Я скоро выздоровел, а между тем время отъезда моего из Рима приближалось. До того мы успели сделать целым обществом прогулку в Сабинских горах, побывать в Олевано и Субиако, где нашли толпу русских художников, изучающих все эти превосходные и оригинальные местности. Гоголь нам не сопутствовал, он оставался в Риме и потом весьма пенял на леность, помешавшую ему присоединиться к странническому каравану. Особенно сожалел он, что лишился удобного случая видеть те бедные римские общины, которые ещё в средние века поселились на вершинах недоступных гор, одолеваемых с трудом по каменистой тропинке привычным итальянским ослом.

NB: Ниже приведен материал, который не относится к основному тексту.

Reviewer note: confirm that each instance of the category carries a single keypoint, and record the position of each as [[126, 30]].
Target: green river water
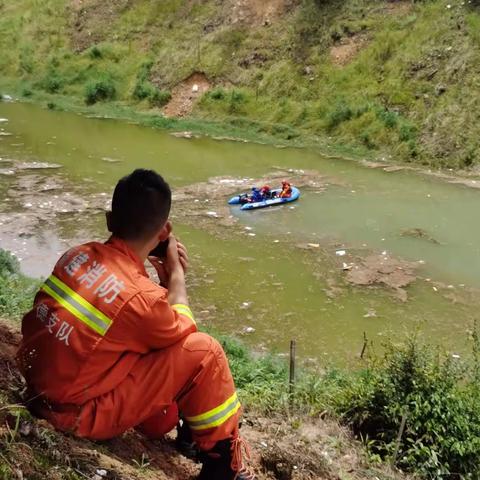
[[250, 281]]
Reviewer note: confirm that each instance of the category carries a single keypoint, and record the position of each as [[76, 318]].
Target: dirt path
[[185, 94]]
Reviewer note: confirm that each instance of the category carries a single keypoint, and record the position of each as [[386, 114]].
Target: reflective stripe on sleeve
[[216, 416], [77, 305], [184, 310]]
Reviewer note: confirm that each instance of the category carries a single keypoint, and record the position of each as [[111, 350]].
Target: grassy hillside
[[398, 78]]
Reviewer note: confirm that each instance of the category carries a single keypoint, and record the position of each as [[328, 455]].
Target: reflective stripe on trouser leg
[[216, 416]]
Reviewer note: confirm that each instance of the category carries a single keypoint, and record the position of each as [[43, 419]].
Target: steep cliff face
[[392, 78]]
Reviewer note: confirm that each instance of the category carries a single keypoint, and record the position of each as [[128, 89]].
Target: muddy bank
[[43, 213], [296, 448]]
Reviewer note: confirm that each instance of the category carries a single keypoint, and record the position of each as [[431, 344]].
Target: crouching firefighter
[[106, 349]]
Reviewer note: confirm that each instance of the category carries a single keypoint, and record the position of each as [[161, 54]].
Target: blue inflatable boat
[[270, 202]]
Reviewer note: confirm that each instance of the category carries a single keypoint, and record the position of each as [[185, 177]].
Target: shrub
[[156, 97], [340, 113], [236, 100], [407, 132], [52, 82], [16, 290], [160, 98], [389, 118], [95, 53], [439, 397], [99, 90], [143, 90], [26, 92]]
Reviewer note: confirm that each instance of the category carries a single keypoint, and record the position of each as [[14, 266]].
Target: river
[[263, 287]]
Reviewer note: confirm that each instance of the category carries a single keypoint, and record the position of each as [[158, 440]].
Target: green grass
[[386, 100], [438, 394], [16, 290]]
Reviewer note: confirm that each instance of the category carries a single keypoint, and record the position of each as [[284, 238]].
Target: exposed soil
[[185, 94], [347, 50], [383, 270], [283, 448]]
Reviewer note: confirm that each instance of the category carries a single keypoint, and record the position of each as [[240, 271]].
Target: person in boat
[[266, 192], [256, 195], [286, 190]]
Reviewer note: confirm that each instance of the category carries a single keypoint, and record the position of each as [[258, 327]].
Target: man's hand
[[177, 258]]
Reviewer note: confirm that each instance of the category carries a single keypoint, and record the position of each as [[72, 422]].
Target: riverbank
[[236, 129], [370, 75], [435, 396]]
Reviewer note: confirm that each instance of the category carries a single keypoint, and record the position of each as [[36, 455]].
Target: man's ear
[[165, 231], [108, 217]]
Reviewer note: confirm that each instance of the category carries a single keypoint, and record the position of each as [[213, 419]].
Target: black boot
[[184, 442], [224, 462]]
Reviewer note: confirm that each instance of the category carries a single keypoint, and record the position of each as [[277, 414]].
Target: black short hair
[[140, 205]]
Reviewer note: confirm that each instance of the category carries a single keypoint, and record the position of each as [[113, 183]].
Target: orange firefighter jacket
[[90, 321]]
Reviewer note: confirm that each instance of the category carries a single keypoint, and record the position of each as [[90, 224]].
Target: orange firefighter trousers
[[193, 374]]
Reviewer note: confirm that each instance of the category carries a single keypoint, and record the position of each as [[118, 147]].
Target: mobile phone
[[160, 250]]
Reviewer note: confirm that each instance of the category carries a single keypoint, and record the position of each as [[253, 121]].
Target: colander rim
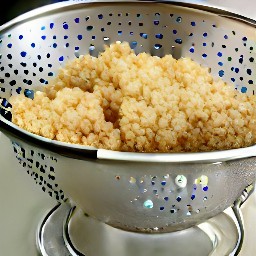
[[85, 152]]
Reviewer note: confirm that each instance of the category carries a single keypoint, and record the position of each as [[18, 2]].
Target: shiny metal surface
[[86, 236], [149, 192], [22, 209]]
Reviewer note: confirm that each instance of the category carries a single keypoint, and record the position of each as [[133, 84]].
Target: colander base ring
[[66, 231]]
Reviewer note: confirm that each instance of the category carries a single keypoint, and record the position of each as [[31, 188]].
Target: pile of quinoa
[[137, 102]]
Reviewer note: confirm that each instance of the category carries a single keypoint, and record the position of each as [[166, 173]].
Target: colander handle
[[239, 216]]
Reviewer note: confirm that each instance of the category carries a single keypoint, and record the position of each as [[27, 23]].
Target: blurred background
[[17, 7]]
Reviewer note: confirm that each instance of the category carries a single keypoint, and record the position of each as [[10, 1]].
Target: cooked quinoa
[[137, 102]]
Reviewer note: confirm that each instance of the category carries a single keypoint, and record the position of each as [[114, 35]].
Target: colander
[[140, 192]]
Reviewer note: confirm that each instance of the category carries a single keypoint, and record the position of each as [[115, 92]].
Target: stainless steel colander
[[140, 192]]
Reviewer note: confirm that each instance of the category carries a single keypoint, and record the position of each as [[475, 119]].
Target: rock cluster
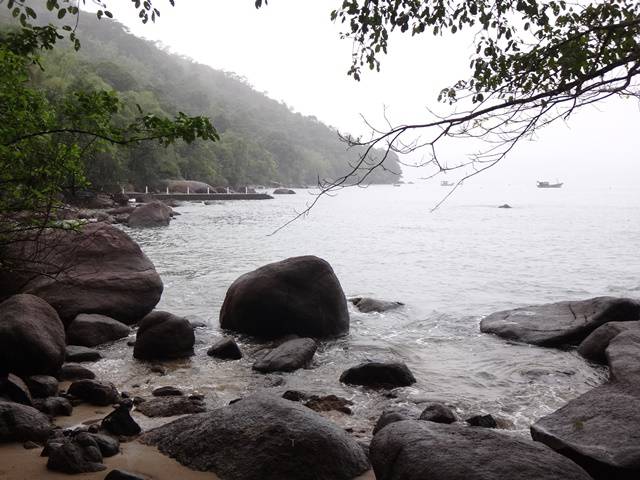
[[600, 429], [264, 437]]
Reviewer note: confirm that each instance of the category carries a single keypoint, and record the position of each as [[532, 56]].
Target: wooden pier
[[196, 197]]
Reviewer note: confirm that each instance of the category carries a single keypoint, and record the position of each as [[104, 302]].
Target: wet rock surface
[[32, 339], [162, 336], [594, 346], [368, 305], [42, 386], [77, 454], [119, 422], [288, 356], [95, 392], [379, 375], [54, 406], [264, 437], [13, 388], [77, 353], [438, 413], [21, 423], [97, 270], [484, 421], [600, 430], [171, 406], [74, 371], [123, 475], [91, 330], [457, 452], [299, 295], [320, 403], [561, 323], [226, 349], [392, 415], [167, 391]]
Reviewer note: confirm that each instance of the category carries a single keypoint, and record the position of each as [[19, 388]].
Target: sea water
[[450, 267]]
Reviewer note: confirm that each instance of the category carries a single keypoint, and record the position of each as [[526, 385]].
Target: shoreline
[[19, 463]]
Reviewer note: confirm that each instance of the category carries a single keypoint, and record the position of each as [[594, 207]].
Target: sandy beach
[[18, 463]]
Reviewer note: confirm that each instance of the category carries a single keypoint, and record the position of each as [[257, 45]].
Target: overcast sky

Другого способа езды здесь нет. Многие живут там и доселе, связываясь с государством только посредством сборщика податей и местного аббата, их всеобщего духовника, сходя в долину для посева и сбора маиса и кукурузы, обмена своих овощей, а иногда, при благоприятных политических обстоятельствах, для разбоя и грабежа на дорогах. Как совершеннейшее проявление той естественной, непосредственной жизни, которую так высоко ценил Гоголь, они действительно заслуживали внимания его, особенно если вспомнить истинно живописные стороны, какими они, надо сказать правду, обладают в изобилии. Живописность и всякий проблеск самородной выдумки, как бы малозначительна ни была она, находили в Гоголе почти всегда лучшего и благорасположеннейшего ценителя. Помню, что в одно из наших путешествий по дорогам между Тиволи, Фраскати и Альбано мы наехали на узкую лощину, закраины которой так густо поросли кустами живой изгороди, что составили над тропинкой род зеленого непроницаемого свода. Гоголь был в восхищении и сказал: «Вот какими дорогами надо бы обзавестись Европе»; но Европа обзавелась дорогами совсем в другом вкусе.